The taxi turned down another street, passed a hamburger waggon where a man in a white overall was serving a lengthy queue that varied from men in dinner-jackets and women in theatre dress to bearded hippies and leather-booted lovelies.
‘I’ll come up with you. Have you got your key?’ Back at the motel, Keith pressed the lift button, and they soared up together to the second-top floor.
Rennie turned the key softly, and stepped into the entrance vestibule, turned.
‘It’s been a wonderful evening, Keith. Marvellous, in fact.’
‘I thought so, too. Rennie. We must do it again.’
‘Yes, please.’
‘Tomorrow? I mean, tonight, of course—I’d forgotten it was so long past midnight, and time has a habit of passing too quickly when you’re aroun
d. Much too quickly.’
She hesitated.
‘I’m just not sure quite what we’re doing,’ she felt bound to remind him. ‘But I could let you know.’
‘No, I’ll phone you. Or better still, I’ll look in.’ He took her gently into his arms. ‘What luck, to meet like that at Papeete! Some instinct must have told me that there was a beautiful damsel following me, and made me turn my head. Just think, if I hadn’t looked around when I did, we wouldn’t have had this date tonight!’
‘Oh, Keith! I’m so glad you did look around!’
Rennie’s voice was husky. She knew that he was going to kiss her, knew just what Keith’s kisses could do to her.
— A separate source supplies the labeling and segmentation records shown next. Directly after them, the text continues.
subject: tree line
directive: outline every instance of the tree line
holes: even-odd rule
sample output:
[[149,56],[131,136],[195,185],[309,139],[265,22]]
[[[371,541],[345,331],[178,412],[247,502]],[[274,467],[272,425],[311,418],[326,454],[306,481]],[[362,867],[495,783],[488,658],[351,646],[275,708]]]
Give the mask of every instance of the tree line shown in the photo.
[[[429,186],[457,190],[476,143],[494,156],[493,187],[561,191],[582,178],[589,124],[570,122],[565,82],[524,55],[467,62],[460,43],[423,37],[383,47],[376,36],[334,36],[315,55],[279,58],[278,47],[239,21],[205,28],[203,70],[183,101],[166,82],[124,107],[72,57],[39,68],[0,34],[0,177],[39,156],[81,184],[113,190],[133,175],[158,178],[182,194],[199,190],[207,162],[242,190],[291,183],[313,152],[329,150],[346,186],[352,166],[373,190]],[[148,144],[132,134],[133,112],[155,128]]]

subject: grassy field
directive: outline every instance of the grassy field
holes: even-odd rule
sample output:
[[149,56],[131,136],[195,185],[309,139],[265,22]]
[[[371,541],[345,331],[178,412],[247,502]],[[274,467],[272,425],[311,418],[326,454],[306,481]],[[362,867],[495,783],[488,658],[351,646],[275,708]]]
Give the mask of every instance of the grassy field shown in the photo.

She had a half-desire to escape, to avoid that soul-searing, earth-shaking emotion that he could arouse in her, yet she could only stand there mutely, caught in the fatal web of attraction that bound her to him, waiting for the exquisite moment when his lips would find hers.
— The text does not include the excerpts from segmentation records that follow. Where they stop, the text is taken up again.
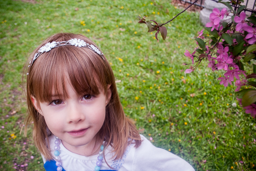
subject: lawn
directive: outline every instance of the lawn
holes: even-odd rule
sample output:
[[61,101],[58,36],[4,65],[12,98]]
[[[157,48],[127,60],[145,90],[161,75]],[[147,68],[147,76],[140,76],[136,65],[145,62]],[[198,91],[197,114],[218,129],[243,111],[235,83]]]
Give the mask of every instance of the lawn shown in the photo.
[[184,72],[185,51],[192,51],[203,28],[198,12],[185,12],[167,24],[166,40],[157,42],[136,16],[168,21],[183,10],[170,1],[24,1],[29,2],[0,0],[0,170],[43,170],[32,126],[27,137],[20,134],[26,113],[23,67],[42,40],[72,32],[100,47],[121,80],[126,114],[153,144],[197,171],[256,170],[256,120],[239,106],[234,86],[220,85],[220,72],[206,63]]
They kissed long and passionately, and it was Rennie, breathless and bewildered, who finally struggled out of Keith’s hold.
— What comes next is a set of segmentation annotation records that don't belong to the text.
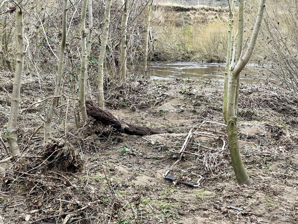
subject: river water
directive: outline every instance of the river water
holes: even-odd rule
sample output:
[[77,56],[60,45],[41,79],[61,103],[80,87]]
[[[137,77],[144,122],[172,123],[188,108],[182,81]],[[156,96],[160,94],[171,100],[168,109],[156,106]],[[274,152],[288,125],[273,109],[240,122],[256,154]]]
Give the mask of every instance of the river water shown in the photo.
[[[199,78],[223,82],[225,64],[200,63],[192,62],[152,62],[149,64],[148,73],[152,79]],[[142,72],[142,65],[134,66],[137,71]],[[242,80],[255,81],[267,72],[264,69],[253,64],[248,64],[241,73]]]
‘God, Rennie, you’re a witch!’ His voice came thickly. ‘If it wasn’t for that child, I—’
‘Hush, Keith, or you’ll wake her. Please go now,’ Rennie pleaded.
He gave her a brief, final caress.
‘She won’t be around much longer, anyway, so I guess I’ll have to be patient. Goodnight, my sweet, darling Rennie. You’re quite the nicest and most alluring little airport pick-up I’ve ever had the luck to encounter!’ He chuckled. ‘Sweet dreams,’ he whispered, and then he closed the door gently behind him, and was gone.
Rennie hung her wrap on one of the coat-hooks, turned, gave a gasp of pure fright as a shadowy figure detached itself from the lintel of the inner doorway where it had been lounging.
‘Miss Bentmore, I presume?’ drawled a deep voice from the gloom, and that same deep voice had a certain, definitely nasty overtone. ‘A touching goodnight, I must say. And you had the unutterable presumption and audacity to question my character!’